Mısır Darbesiyle Çukura Devrilenler
- GİRİŞ05.07.2013 08:36
- GÜNCELLEME05.07.2013 09:51
Gazze'den ablukanın kaldırılışı zaten tek başına darbe için yeterli bir sebepti. Kaldı ki zaten başka sebep te yoktur.
Başka sebepleri sayıp dökenler ya dünyayı tanımıyor, ya da kör cahil korosunun "hık" deyicileridir.
İsrail, bir küçük devlettir, ama süper bir devletin tüm medya ve finans sistemini ahtapot gibi sarıp, Amerikan yönetimi ve toplumunu yönlendiriyor, "yönetiyor".
İsrail istedi, ABD derhal Mısır Genel Kurmayına emir verdi ve darbe gerçekleşti. Derhal gerçekleşti, çünkü Mursi atadığı halde, bu genelkurmay başkanının maaşını direkt olarak Amerika veriyor.
El-sisinin bu emri yerine getirmemesi beklenmemeliydi zaten.
Burada darbenin kendisi kadar acıtıcı olan, ABD'nin Mısıra her yıl bir buçuk milyar dolar karşılıksız (karşılıksız mı dedim ?) para veriyor olmasıdır.
Yıllarca, diktatörler elinde kalan ve soyulup, sömürülüp, muhtaç bırakılmış bir halkın genelkurmayından biz nasıl bir onurlu duruş bekliyoruz ki?
Abdülfettah El-Sisi'den ziyade, benim, onurlu duruş beklediğim başkaları vardı. Bu, başkaları dediklerim ne yazık ki darbe ile birlikte öylesine bir çukura, bir gayya kuyusuna yuvarlandılar ki bir daha oradan çıkabilirler mi? gerçekten hiç emin değilim.
İlk çukura yuvarlanan, Suudi Krallığı oldu. Hemen ABD'yi kutladı sevincini, mutluluğunu bildirip, birlikte çalışma azim ve kararlılığını tazeledi. İslam Dünyası bu sinsice dolanıp, arkadan vurma konusunda ki krallığın becerisini asla unutmayacaktır ve bir gün düştüğü bu esfele safilin kuyusundan, çukurundan onları çıkarmayacaktır.

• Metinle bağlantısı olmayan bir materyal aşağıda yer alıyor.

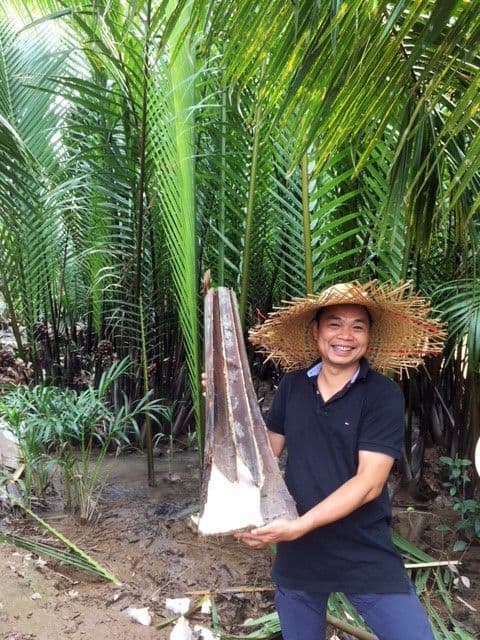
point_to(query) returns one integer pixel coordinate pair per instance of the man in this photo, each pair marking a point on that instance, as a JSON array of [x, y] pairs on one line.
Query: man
[[342, 424]]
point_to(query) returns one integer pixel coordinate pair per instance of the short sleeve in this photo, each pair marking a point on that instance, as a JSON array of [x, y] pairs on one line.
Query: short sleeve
[[275, 418], [383, 424]]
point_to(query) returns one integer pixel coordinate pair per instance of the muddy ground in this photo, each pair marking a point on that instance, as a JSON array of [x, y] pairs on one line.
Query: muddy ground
[[142, 535]]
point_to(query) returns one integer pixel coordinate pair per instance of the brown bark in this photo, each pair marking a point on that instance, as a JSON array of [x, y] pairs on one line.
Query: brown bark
[[236, 442]]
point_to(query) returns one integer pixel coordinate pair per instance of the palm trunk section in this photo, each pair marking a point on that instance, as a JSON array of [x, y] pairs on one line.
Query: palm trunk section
[[242, 484]]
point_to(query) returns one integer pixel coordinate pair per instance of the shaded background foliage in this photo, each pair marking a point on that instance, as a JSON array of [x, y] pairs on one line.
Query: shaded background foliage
[[282, 145]]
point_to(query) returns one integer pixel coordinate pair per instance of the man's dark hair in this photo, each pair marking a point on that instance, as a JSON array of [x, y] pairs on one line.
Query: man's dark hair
[[322, 310]]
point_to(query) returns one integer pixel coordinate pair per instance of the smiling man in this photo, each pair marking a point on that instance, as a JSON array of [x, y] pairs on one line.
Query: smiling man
[[342, 424]]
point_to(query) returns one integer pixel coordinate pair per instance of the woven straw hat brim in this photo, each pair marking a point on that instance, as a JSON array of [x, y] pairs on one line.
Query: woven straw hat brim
[[403, 331]]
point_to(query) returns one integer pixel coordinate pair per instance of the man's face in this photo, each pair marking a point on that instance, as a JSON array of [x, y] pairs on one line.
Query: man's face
[[342, 334]]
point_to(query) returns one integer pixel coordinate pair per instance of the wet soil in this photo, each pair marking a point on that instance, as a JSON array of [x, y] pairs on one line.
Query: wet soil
[[143, 536]]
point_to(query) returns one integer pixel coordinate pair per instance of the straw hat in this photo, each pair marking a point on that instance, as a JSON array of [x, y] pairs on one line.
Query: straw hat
[[403, 331]]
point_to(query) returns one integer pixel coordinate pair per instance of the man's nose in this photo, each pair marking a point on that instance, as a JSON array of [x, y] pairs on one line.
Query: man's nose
[[345, 333]]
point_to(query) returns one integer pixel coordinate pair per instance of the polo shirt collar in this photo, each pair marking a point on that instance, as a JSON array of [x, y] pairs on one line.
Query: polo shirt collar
[[360, 373]]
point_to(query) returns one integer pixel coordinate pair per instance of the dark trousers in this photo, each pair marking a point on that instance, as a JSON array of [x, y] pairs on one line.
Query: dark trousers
[[392, 616]]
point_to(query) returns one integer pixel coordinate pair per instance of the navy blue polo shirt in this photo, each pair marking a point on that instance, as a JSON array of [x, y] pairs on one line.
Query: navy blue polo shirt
[[354, 554]]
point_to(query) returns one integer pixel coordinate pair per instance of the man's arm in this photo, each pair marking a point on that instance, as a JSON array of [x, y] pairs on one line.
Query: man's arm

Ardından Esed. Biz Esed'in, destekçileriyle beraber zaten çukurda debelendiğini bildiğimiz için bunlar hakkında fazla söze gerek olduğunu düşünmüyoruz.
Darbe ile birlikte çukura asıl Avrupa yuvarlandı.
Cezayir gibi birçok örnekle, zaten, Avrupa'nın ikiyüzlülüğünü biliyorduk. Ama bu sefer darbenin etkisiyle paldır küldür çukura yuvarlanırken, üstü başı da açıldı ve çırılçıplak kaldı. Batı artık bu olayla birlikte, gizlenemez bir şekilde suçüstü, naklen canlı yayında yakalanmıştır.
Batı, en büyük "değeri" olarak sahip çıktığı ve dünyaya tavsiye ettiği demokrasinin postallar altında çiğnenmesine ses etmemiştir.
Acaba Batılıların "Batılı değer" dediği ve her ortamda göğsünü gererek adından söz ettiği, insanlığa kurtuluş reçetesi olarak sunduğu demokrasi denen "değer" de bir sorun mu oluştu da Batılılar bu önemli "değer"lerine sahip çıkmadılar, yoksa Batılıların ahlaklarında mı ciddi problem vardı da bu olayla açığa çıktı, acaba hangisi, yoksa ikisi birden mi oldu?
Ya da zaten her ikisinde de yani hem demokrasi dedikleri " Batılı değer" de hem de Batılıların ahlaklarında sorun vardı da şimdiye kadar gizlemeyi başarmışlardı?
Elbette bütün dünya, halkından %51 oy almış ve daha bir yılını bile iktidarda yeni doldurmuş bir yönetimin canlı yayında, silahla iktidardan uzaklaştırılmasını seyretti.
Ve bu haksız, hukuksuz, insafsız darbe cinayeti karşısında susanları da, alkışlayanları da gözleriyle gördü.
Tarih kitaplarının sayfaları; Tiranların, Diktatörlerin, Firavunların, Kralların zulümleri kadar onların hazin ve acıklı hikâyeleri ile de doludur.
Bu hazin ve acıklı hikâyelerden ders çıkararak çağımıza ve insanlığa bir yönetim biçimi armağan eden Batı uygarlığı, yepyeni kanlı iktidarların ellerinden tutarak yeniden acıklı hikâyeler ve gözyaşları birikmesine sebep olmuştur.
Bu kez gelecek kuşaklar, tarihten, Batılara ait yeni acıklı hikâyeler okuyacaklar, hiç şüpheniz olmasın.